The call by King Mohammed VI to promote regional integration among African countries bordering the Atlantic continues to gain backing across the continent. The most recent backing of this Royal initiative was expressed by participants from some 26 African countries at an international conference on marine life protection and cooperation between Atlantic nations.
The conference, dubbed Blue of Africa, brought together experts and political leaders from across the African continent, the UN and beyond in the northern city of Tangier.
In their final declaration, the participants welcomed the commitment of Morocco’s King to promoting Atlantic cooperation and urged African countries to join Morocco’s Atlantic solidarity initiative.
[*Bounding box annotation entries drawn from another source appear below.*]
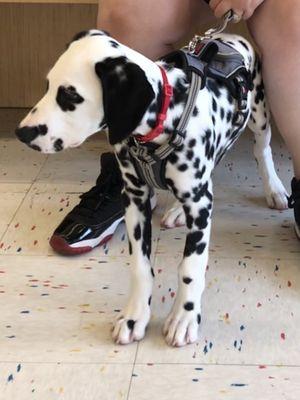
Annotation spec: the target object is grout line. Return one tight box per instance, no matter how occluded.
[0,360,300,368]
[126,342,140,400]
[0,156,49,242]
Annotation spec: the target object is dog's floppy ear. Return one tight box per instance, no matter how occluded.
[95,57,155,144]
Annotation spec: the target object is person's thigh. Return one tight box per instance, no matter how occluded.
[98,0,213,55]
[248,0,300,52]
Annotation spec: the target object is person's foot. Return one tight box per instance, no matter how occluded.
[289,178,300,239]
[50,153,124,255]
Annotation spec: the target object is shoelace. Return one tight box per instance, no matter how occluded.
[74,175,120,215]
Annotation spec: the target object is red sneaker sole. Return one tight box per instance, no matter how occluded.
[49,235,113,256]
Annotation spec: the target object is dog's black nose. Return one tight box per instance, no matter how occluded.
[15,125,48,144]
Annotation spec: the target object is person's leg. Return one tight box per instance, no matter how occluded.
[97,0,214,60]
[248,0,300,179]
[50,0,214,255]
[248,0,300,238]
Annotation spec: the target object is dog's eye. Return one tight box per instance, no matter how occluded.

The participants echoed ideas raised by King Mohammed VI regarding the development of port and fisheries infrastructure and African maritime fleets while stressing the need for helping landlocked nations in the Sahel access the ocean.
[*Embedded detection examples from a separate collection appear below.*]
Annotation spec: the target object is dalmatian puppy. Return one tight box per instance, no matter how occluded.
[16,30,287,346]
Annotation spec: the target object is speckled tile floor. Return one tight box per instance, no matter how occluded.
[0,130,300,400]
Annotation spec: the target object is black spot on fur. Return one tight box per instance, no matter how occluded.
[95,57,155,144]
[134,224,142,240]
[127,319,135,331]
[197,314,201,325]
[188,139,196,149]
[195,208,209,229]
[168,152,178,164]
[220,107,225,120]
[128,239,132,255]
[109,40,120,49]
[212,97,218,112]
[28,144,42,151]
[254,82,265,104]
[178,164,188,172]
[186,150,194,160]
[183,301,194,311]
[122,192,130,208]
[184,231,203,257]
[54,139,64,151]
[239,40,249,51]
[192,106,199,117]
They also called for special economic zones on the Atlantic to spur blue economy at the continental level.
Earlier this month, the King emphasized the need for re-engineering the Atlantic geopolitical space at the African level, including the Moroccan Sahara coast.
“My goal is to transform the Atlantic region into a space for human interaction and economic integration, and to make sure it plays a key role at continental and international levels,” he said.
In this respect, the King urged “an international initiative to enable the Sahel countries to have access to the Atlantic Ocean.”
Achieving such a goal hinges on addressing the significant deficit in infrastructure and investment, the king said.
In keeping up with Atlantic solidarity, Morocco had launched an initiative to create an institutional framework that brings together twenty-three African countries bordering the Atlantic with the aim to promote security, stability, and shared prosperity.
This adds to economic integration plans, such as the Nigeria-Morocco gas pipeline that will help promote energy security in West Africa.